新八犬伝

文学

 さきほどNHKアーカイブスという番組で、1973年ごろ放送された人形劇「新八犬伝」の総集編を放送していました。

 江戸の戯作者、滝沢馬琴「南総里見八犬伝」を下敷きにしたものです。
 
 坂本九の語りがべらぼうにうまかったですねぇ。
 講談のようでもあり、浪花節のようでもあり、歌舞伎のセリフのようでもある、七五調の名調子です。
 坂本九というとポップスの大御所というイメージが強いですが、実際は三味線や長唄、民謡などで音楽を学んだとかで、本来は邦楽の人なんだそうです。
 だから講釈師も真っ青の語りができるんですねぇ。

 私は小学生の頃、子ども向けに現代語訳された「八犬伝」を読みました。
 江戸時代、大ベストセラーとなった伝奇エンターテイメントの大作ということで、非常に面白く感じました。
 山田風太郎みたいな感じですかねぇ。

 中学生になって、滝沢馬琴の創作の秘密に迫る「戯作三昧」という芥川龍之介の小説を読みました。
 こちらは文学作品ですが、芥川龍之介滝沢馬琴の胸中を推し量り、それに共感している様子がよく出ていました。

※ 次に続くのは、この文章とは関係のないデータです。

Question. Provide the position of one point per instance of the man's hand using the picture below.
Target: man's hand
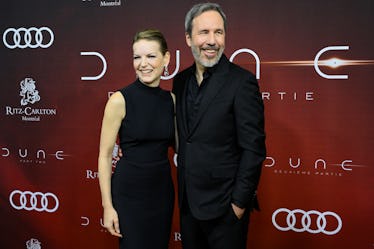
(239, 212)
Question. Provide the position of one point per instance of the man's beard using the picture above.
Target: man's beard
(204, 61)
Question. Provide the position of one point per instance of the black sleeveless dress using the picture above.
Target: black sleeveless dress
(142, 187)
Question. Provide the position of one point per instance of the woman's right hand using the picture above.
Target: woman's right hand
(111, 222)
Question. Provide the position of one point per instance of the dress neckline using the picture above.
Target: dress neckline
(145, 86)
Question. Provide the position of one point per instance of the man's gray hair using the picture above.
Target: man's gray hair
(197, 10)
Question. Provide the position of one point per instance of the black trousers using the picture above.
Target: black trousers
(224, 232)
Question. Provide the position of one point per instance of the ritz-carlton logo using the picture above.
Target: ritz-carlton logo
(30, 95)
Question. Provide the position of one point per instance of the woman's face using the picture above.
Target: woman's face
(149, 62)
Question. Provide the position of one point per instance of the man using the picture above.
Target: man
(220, 123)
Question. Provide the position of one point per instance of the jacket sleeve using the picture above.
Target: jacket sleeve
(249, 118)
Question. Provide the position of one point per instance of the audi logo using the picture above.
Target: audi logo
(306, 221)
(37, 201)
(28, 38)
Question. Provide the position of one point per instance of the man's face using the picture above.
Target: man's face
(207, 39)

 私は6歳の頃初めて「ドラキュラの歯はない」というお話を広告の裏に書いて以来、たびたびお話を書いてきました。
 物語作者でありたいという願望は、今も私の胸にくすぶっています。

 しかし、私には物語作者として決定的な欠陥があります。
 アイディアは浮かぶのですが、それを地道に書いていくのが苦痛なのです。
 おそらく本当の物語作者は、その過程が楽しくてしかたがないのでしょうね。
 そうでないと日がな一日机に向かってはいられないでしょう。

 かくして、心ならずもサラリーマンとして生きる道を選択したわけです。

 誠に残念です。

 坂本九は残念なことに1985年8月の日航機墜落事故で亡くなってしまいました。
 43歳。
 今の私と同年齢です。

 北島三郎と同い年なんだそうで、生きていれば演歌のさぶちゃん、ポップスの九ちゃんということで、日本の歌謡曲の御大になっていたでしょうねぇ。

 その坂本九の名調子を聞けて、幸せです。